Out of sight, out of mind, they say. Well, in this case, they were right! I totally forgot about it. It spent a little over three years in the dark without a drop of water. Most of the time, the storage area is only lit indirectly by a few plant lights on the far side of the room and occasionally by a ceiling light if someone is looking for something down there, but behind a box as it had been, the plant would have been in total darkness essentially the whole three years.
Then I found it last September when I went looking for a bag of sphagnum moss (which I never did find).
Amazingly, the crested euphorbia looked perfectly fine. It was still dark green, just like when I stuffed it into its corner. It had put on no etiolated growth and seemed as plump as ever. (Plump in a hard way: this kind of euphorbia, with its nasty little spines, is not a plant you’ll be wanting to squeeze!)
I quickly repotted it and moved to a sunny spot.
Nothing happened. Through fall and winter, it didn’t react at all. I watered it modestly, so it was getting some water, but no growth was visible. I wasn’t even sure it was really alive: maybe it had died and had undergone some sort of plant mummification that kept it looking … well, not exactly alive, but not dead either.
Then, on the first day of spring, I could see from across the room something seemed different. A closer inspection showed that it was putting out tiny new leaves. Yes, it’s starting to grow again!
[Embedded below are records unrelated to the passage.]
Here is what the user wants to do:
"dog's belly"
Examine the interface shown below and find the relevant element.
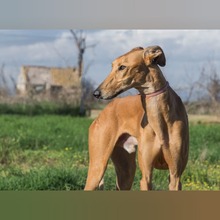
[123,136,138,154]
[116,133,138,154]
[154,153,168,170]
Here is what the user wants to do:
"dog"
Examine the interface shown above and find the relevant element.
[84,46,189,190]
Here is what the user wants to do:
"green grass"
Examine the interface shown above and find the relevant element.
[0,115,220,190]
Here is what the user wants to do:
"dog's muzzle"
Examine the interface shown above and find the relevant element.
[93,89,101,99]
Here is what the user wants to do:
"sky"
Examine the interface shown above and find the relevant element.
[0,29,220,99]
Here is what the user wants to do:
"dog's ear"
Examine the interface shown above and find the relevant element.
[143,46,166,66]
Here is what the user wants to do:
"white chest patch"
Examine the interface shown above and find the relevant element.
[123,136,138,154]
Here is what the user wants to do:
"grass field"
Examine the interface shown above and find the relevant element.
[0,115,220,190]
Undoubtedly the lengthening days had told the plant it was time to wake up and get to business.
Don’t Do This at Home!
Now, I’m not recommending that you stick your crested euphorbia or any other plant in a dark corner for three years without watering it at all, but it would appear that this plant is much, much tougher than I would ever have thought.
It would certainly be a great plant choice for snowbirds*!
*Snowbird: person who migrates annually from colder climates to a tropical one for the winter, then back again in the spring.